# Still have Uber, DoorDash & Grubhuh



## Timlee252525 (Apr 14, 2020)

running! I mostly do Ubereats. Grub hub is a sheeet around here. DoorDash is ok but I am making good $$ with Uber eats.


----------



## Timlee252525 (Apr 14, 2020)




----------



## Jumpin Jim (Mar 4, 2018)

Love those high dollar-to-mile ratios! I would takes those all day long.


----------



## colamacy (Oct 25, 2021)

"Expected tip"


----------



## jaxbeachrides (May 27, 2015)

26$ for McDonalds has to be an all time record. They probably added an extra digit to the tip by mistake.


----------



## UberChiefPIT (Apr 13, 2020)

Timlee252525 said:


> running! I mostly do Ubereats. Grub hub is a sheeet around here. DoorDash is ok but I am making good $$ with Uber eats.


Well, it’s been 2 hours. What did it end up actually paying? Did you get tip baited? It’s a 2 order delivery.


----------



## Timlee252525 (Apr 14, 2020)

It’s a blizzard weather conditions out here in Boston. I declined that orders and a bunch like those because I don’t think it worths it.


----------



## blssed2bme (Jun 20, 2019)

Wow! Money does look good but not at the expense of your safety. Be safe up there in Boston.


----------



## UberChiefPIT (Apr 13, 2020)

blssed2bme said:


> Wow! Money does look good but not at the expense of your safety. Be safe up there in Boston.


Plus being McDonalds, you’re gonna sit in that drive thru for god knows how long.

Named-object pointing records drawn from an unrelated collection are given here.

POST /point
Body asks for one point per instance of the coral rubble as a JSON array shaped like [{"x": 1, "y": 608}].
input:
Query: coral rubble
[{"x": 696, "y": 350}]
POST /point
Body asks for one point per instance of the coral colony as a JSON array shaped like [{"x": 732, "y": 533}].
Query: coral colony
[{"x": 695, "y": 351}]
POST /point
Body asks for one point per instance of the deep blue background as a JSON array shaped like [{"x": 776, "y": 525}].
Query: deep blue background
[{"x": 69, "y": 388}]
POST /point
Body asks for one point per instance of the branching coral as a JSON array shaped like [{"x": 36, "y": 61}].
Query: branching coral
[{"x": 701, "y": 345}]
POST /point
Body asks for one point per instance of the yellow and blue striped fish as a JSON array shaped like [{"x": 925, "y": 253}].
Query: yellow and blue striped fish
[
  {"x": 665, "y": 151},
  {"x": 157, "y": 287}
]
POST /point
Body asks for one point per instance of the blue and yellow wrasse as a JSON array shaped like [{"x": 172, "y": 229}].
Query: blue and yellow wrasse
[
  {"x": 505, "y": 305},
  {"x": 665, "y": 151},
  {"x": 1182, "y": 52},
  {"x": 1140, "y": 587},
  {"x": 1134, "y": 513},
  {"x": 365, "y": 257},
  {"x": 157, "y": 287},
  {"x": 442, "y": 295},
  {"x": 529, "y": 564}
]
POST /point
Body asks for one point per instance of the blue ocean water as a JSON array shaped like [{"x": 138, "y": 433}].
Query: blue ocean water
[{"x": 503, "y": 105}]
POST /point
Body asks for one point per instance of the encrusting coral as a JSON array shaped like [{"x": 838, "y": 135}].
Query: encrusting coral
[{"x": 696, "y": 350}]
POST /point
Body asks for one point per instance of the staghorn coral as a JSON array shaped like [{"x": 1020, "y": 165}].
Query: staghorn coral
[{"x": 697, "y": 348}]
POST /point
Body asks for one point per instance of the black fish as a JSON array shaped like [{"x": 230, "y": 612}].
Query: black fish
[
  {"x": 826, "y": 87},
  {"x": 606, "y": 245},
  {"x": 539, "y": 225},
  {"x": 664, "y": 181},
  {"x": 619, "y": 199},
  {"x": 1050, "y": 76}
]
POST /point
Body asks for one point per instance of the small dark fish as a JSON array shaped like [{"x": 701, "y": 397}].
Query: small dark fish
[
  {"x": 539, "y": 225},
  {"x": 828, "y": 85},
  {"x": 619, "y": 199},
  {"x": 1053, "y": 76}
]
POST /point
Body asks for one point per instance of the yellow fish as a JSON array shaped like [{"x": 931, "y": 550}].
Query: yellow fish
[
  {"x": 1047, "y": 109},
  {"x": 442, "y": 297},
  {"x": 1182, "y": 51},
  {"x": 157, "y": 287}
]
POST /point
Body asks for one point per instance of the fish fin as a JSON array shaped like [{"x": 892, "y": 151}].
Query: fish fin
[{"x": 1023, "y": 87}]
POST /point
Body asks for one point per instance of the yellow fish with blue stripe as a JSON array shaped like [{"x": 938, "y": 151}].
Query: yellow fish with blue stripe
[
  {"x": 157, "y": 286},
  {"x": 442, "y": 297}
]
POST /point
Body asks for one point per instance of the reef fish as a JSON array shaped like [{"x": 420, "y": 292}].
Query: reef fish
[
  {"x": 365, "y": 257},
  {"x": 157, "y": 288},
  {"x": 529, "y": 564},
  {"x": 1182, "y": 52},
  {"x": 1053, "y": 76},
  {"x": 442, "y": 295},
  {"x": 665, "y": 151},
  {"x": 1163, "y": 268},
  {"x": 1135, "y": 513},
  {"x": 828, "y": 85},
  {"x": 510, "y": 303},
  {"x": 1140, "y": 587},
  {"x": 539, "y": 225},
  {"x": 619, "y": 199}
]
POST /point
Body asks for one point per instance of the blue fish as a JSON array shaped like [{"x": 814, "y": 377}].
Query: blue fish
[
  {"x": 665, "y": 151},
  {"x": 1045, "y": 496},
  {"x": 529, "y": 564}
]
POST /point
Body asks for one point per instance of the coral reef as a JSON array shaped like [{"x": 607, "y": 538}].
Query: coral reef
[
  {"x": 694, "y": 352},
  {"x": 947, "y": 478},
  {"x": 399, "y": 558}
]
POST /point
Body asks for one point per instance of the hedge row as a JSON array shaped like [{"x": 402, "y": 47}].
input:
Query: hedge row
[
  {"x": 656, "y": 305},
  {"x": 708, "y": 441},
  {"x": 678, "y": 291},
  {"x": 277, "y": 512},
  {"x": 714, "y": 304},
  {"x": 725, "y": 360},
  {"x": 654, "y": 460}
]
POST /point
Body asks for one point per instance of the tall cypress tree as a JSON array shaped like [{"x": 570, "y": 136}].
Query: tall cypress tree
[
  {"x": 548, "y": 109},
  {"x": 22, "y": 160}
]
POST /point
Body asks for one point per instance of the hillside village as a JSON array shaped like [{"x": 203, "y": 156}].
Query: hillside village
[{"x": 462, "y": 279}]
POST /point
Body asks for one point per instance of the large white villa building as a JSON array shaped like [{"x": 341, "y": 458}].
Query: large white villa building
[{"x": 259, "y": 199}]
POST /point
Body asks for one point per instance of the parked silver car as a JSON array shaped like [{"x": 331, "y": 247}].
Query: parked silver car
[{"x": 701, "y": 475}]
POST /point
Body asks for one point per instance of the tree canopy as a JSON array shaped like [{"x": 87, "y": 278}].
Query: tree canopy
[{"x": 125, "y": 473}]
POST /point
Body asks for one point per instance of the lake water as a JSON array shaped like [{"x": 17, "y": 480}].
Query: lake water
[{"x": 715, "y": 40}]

Three different cities, I’ve never seen a McDonald’s that does this efficiently, even if you pick up inside.


----------



## Grubhubflub (Jun 16, 2018)

Obvious tip-baiting.


----------



## Timlee252525 (Apr 14, 2020)

Grubhubflub said:


> Obvious tip-baiting.


No. Uber kept raising the price because no drivers are available to pickup.


----------



## Jimmy44 (Jan 12, 2020)

Timlee252525 said:


> running! I mostly do Ubereats. Grub hub is a sheeet around here. DoorDash is ok but I am making good $$ with Uber eats.


I might try them after 6 yes. Of rideshare


----------